Correlation Between Dupont De and Great Elm
Can any of the company-specific risk be diversified away by investing in both Dupont De and Great Elm at the same time? Although using a correlation coefficient on its own may not help to predict future stock returns, this module helps to understand the diversifiable risk of combining Dupont De and Great Elm into the same portfolio, which is an essential part of the fundamental portfolio management process.
By analyzing existing cross correlation between Dupont De Nemours and Great Elm Capital, you can compare the effects of market volatilities on Dupont De and Great Elm and check how they will diversify away market risk if combined in the same portfolio for a given time horizon. You can also utilize pair trading strategies of matching a long position in Dupont De with a short position of Great Elm.

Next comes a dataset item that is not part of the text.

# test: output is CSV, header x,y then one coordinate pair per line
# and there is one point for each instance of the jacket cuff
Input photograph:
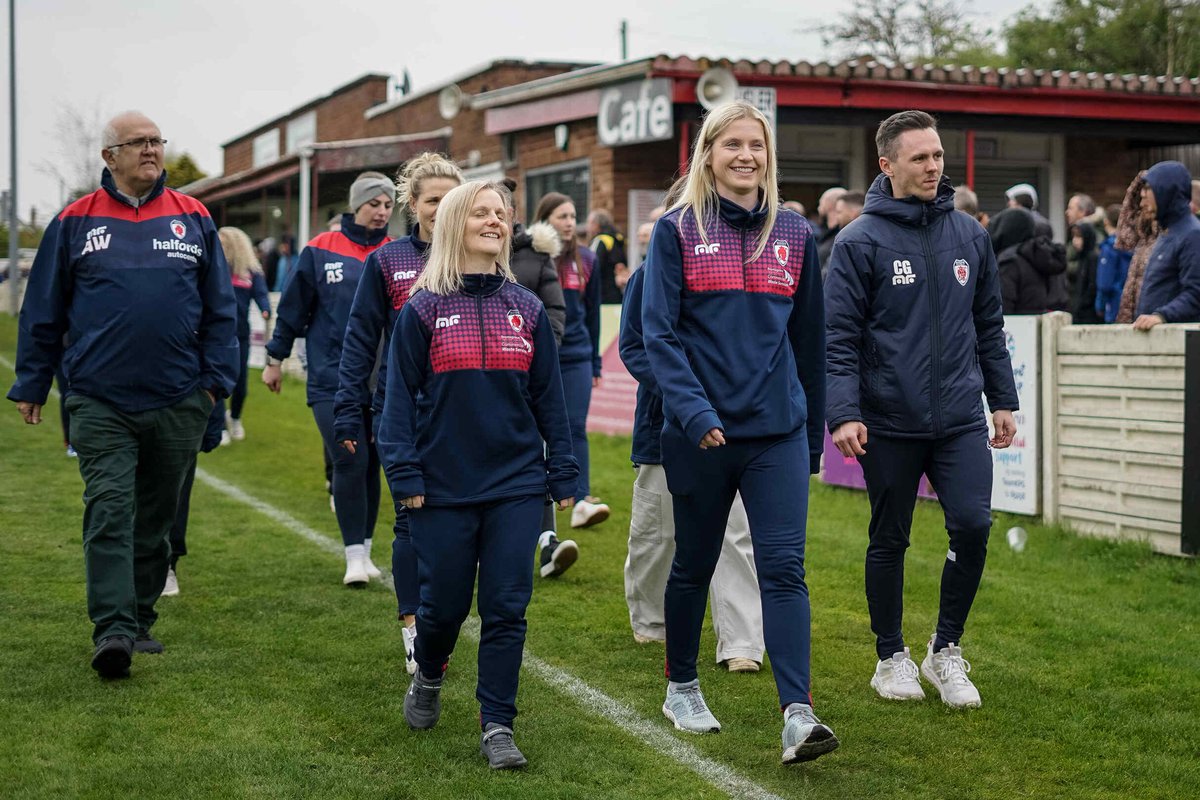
x,y
702,423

Check out your portfolio center. Please also check ongoing floating volatility patterns of Dupont De and Great Elm.
Diversification Opportunities for Dupont De and Great Elm
Weak diversification
The 3 months correlation between Dupont and Great is 0.33. Overlapping area represents the amount of risk that can be diversified away by holding Dupont De Nemours and Great Elm Capital in the same portfolio, assuming nothing else is changed. The correlation between historical prices or returns on Great Elm Capital and Dupont De is a relative statistical measure of the degree to which these equity instruments tend to move together. The correlation coefficient measures the extent to which returns on Dupont De Nemours are associated (or correlated) with Great Elm. Values of the correlation coefficient range from -1 to +1, where. The correlation of zero (0) is possible when the price movement of Great Elm Capital has no effect on the direction of Dupont De i.e., Dupont De and Great Elm go up and down completely randomly.

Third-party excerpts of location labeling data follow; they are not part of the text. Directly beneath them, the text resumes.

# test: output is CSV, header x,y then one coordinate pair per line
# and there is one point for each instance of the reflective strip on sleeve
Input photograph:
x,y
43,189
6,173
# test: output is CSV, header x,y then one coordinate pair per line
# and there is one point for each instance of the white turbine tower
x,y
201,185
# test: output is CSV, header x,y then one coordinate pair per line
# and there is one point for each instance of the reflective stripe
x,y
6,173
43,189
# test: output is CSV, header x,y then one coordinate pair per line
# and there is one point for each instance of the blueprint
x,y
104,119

Pair Corralation between Dupont De and Great Elm
Allowing for the 90-day total investment horizon Dupont De Nemours is expected to generate 4.7 times more return on investment than Great Elm. However, Dupont De is 4.7 times more volatile than Great Elm Capital. It trades about 0.04 of its potential returns per unit of risk. Great Elm Capital is currently generating about 0.1 per unit of risk. If you would invest 8,133 in Dupont De Nemours on September 4, 2024 and sell it today you would earn a total of 239.00 from holding Dupont De Nemours or generate 2.94% return on investment over 90 days.

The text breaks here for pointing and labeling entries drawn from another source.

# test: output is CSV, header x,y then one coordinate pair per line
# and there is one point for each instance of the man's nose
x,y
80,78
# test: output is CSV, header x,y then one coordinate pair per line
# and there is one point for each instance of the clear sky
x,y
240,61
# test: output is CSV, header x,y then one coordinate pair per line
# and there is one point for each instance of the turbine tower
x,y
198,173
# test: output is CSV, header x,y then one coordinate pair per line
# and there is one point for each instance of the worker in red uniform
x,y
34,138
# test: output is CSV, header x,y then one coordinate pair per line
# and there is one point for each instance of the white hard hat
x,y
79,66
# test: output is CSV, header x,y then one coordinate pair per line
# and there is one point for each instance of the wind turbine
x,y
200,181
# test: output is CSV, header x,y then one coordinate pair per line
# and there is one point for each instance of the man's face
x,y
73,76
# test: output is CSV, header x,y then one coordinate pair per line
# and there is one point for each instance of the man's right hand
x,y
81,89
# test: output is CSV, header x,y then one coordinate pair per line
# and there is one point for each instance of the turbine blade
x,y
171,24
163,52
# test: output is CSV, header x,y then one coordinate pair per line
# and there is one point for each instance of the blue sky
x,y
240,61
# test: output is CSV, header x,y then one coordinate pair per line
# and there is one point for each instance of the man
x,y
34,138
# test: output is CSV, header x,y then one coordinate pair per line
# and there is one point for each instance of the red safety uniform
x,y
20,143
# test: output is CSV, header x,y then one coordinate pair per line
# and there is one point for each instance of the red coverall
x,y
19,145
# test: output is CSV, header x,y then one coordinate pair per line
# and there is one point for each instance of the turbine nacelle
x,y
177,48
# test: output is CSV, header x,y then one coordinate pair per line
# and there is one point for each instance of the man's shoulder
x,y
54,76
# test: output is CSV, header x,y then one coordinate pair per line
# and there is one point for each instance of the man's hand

Time Period | 3 Months [change] |
Direction | Moves Together |
Strength | Very Weak |
Accuracy | 90.63% |
Values | Daily Returns |
Dupont De Nemours vs. Great Elm Capital
Performance |
Timeline |
Dupont De Nemours |
Great Elm Capital |
Dupont De and Great Elm Volatility Contrast
Predicted Return Density |
Returns |
Pair Trading with Dupont De and Great Elm
The main advantage of trading using opposite Dupont De and Great Elm positions is that it hedges away some unsystematic risk. Because of two separate transactions, even if Dupont De position performs unexpectedly, Great Elm can make up some of the losses. Pair trading also minimizes risk from directional movements in the market. For example, if an entire industry or sector drops because of unexpected headlines, the short position in Great Elm will offset losses from the drop in Great Elm's long position.Dupont De vs. Olin Corporation | Dupont De vs. Cabot | Dupont De vs. Kronos Worldwide | Dupont De vs. LyondellBasell Industries NV |
Great Elm vs. Data3 Limited | Great Elm vs. Old Republic International | Great Elm vs. Sapiens International | Great Elm vs. PennantPark Investment |
Check out your portfolio center.Note that this page's information should be used as a complementary analysis to find the right mix of equity instruments to add to your existing portfolios or create a brand new portfolio. You can also try the Stocks Directory module to find actively traded stocks across global markets.